Secondo documenti interni visionati da ABC, le nuove leggi non introdurranno target diretti sulle emissioni, finora ritenuti a livello internazionale il metro principale per misurare i progressi nella lotta al cambiamento climatico.
Al loro posto, Perth intende fissare altri obiettivi per guidare la decarbonizzazione: export verde, cattura e stoccaggio del carbonio (CCS), produzione di energia rinnovabile. Il governo sostiene che questi strumenti siano più adatti alla trasformazione economica dello Stato, ma analisti climatici e Verdi avvertono che, senza un taglio misurabile dei gas serra, il nuovo sistema rischia di diventare un esercizio inutile.
L’Australia ha già un obiettivo nazionale di zero emissioni nette entro il 2050, sancito dal governo federale. Ma tutti gli Stati e Territori, con l’eccezione di Western Australia e Northern Territory, hanno anche traguardi intermedi. La Tasmania punta al net zero entro il 2030, mentre il New South Wales vuole ridurre le emissioni del 50 per cento rispetto ai livelli del 2005 entro la stessa data.
Nel 2023, la Climate Change Bill del Western Australia prevedeva obiettivi intermedi, ma la legge non è mai arrivata al voto finale in Parlamento. Ora sarà sostituita dal Clean Energy Powerhouse Bill, che dovrebbe essere presentato all’inizio del 2026.
Tra gli elementi più discussi c’è la cattura e stoccaggio del carbonio, tecnologia usata per imprigionare emissioni e pomparle nel sottosuolo. Il WA ospita il più grande progetto mondiale di questo tipo, gestito da Chevron, ma segnato da problemi operativi. Ancora più nuova è l’idea di target per l’export verde: se approvati, sarebbero i primi al mondo a livello statale.

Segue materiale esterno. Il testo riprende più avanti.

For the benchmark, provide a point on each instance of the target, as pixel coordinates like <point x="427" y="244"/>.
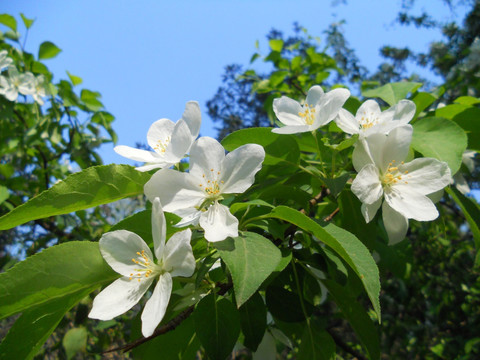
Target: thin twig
<point x="330" y="217"/>
<point x="345" y="346"/>
<point x="170" y="326"/>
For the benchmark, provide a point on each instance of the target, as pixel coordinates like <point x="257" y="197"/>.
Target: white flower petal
<point x="240" y="167"/>
<point x="347" y="122"/>
<point x="190" y="216"/>
<point x="367" y="186"/>
<point x="218" y="223"/>
<point x="119" y="297"/>
<point x="395" y="147"/>
<point x="155" y="308"/>
<point x="138" y="154"/>
<point x="369" y="210"/>
<point x="410" y="203"/>
<point x="292" y="129"/>
<point x="287" y="110"/>
<point x="369" y="109"/>
<point x="395" y="223"/>
<point x="192" y="116"/>
<point x="159" y="228"/>
<point x="119" y="247"/>
<point x="178" y="257"/>
<point x="361" y="153"/>
<point x="426" y="175"/>
<point x="206" y="154"/>
<point x="159" y="134"/>
<point x="180" y="142"/>
<point x="315" y="93"/>
<point x="175" y="189"/>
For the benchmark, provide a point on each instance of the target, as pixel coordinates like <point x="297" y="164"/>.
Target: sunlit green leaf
<point x="38" y="322"/>
<point x="217" y="324"/>
<point x="345" y="244"/>
<point x="251" y="258"/>
<point x="91" y="187"/>
<point x="48" y="50"/>
<point x="441" y="139"/>
<point x="54" y="273"/>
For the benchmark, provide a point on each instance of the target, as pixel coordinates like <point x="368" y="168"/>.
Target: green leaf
<point x="55" y="272"/>
<point x="441" y="139"/>
<point x="8" y="20"/>
<point x="179" y="344"/>
<point x="285" y="305"/>
<point x="91" y="187"/>
<point x="28" y="22"/>
<point x="90" y="98"/>
<point x="352" y="219"/>
<point x="276" y="44"/>
<point x="357" y="317"/>
<point x="74" y="79"/>
<point x="278" y="147"/>
<point x="472" y="214"/>
<point x="251" y="258"/>
<point x="217" y="324"/>
<point x="38" y="322"/>
<point x="316" y="344"/>
<point x="4" y="194"/>
<point x="345" y="244"/>
<point x="74" y="341"/>
<point x="253" y="320"/>
<point x="394" y="92"/>
<point x="48" y="50"/>
<point x="422" y="101"/>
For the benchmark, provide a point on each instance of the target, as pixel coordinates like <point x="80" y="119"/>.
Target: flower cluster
<point x="195" y="196"/>
<point x="20" y="83"/>
<point x="384" y="178"/>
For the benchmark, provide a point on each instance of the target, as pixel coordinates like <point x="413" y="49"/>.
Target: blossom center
<point x="368" y="120"/>
<point x="162" y="145"/>
<point x="393" y="175"/>
<point x="212" y="184"/>
<point x="146" y="267"/>
<point x="308" y="114"/>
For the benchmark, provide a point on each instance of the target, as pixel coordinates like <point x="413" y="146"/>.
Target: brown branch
<point x="345" y="346"/>
<point x="170" y="326"/>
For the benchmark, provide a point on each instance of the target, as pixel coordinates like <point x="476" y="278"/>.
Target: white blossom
<point x="319" y="109"/>
<point x="195" y="195"/>
<point x="170" y="141"/>
<point x="131" y="257"/>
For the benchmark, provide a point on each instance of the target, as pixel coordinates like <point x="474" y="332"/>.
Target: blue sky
<point x="148" y="58"/>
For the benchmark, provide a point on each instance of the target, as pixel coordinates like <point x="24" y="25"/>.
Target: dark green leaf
<point x="278" y="147"/>
<point x="316" y="344"/>
<point x="28" y="22"/>
<point x="345" y="244"/>
<point x="55" y="272"/>
<point x="48" y="50"/>
<point x="91" y="187"/>
<point x="251" y="258"/>
<point x="217" y="324"/>
<point x="74" y="341"/>
<point x="38" y="322"/>
<point x="472" y="213"/>
<point x="253" y="320"/>
<point x="357" y="317"/>
<point x="8" y="20"/>
<point x="441" y="139"/>
<point x="74" y="79"/>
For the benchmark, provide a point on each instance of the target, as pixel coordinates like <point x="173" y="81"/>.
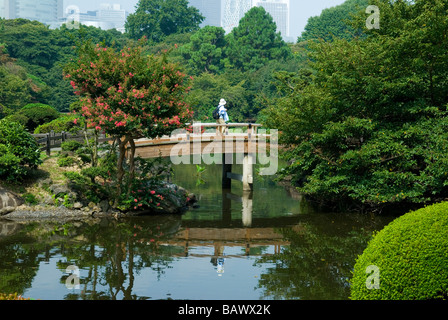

Il climatologo Bill Hare, di Climate Analytics, ha criticato l’impostazione: “Se non riesci a far scendere le emissioni, non stai affrontando il cambiamento climatico”. Secondo Hare, gli obiettivi intermedi sono essenziali per rendere i governi verificabili ogni cinque anni, non solo nel 2050.
Il ministro statale per l’Energia Amber-Jade Sanderson sostiene invece che il quadro regolatorio sia cambiato, con il Commonwealth ora più attivo attraverso un meccanismo di salvaguardia potenziato. Per i Verdi, però, il governo Cook sta scegliendo di proteggere l’industria più che il clima.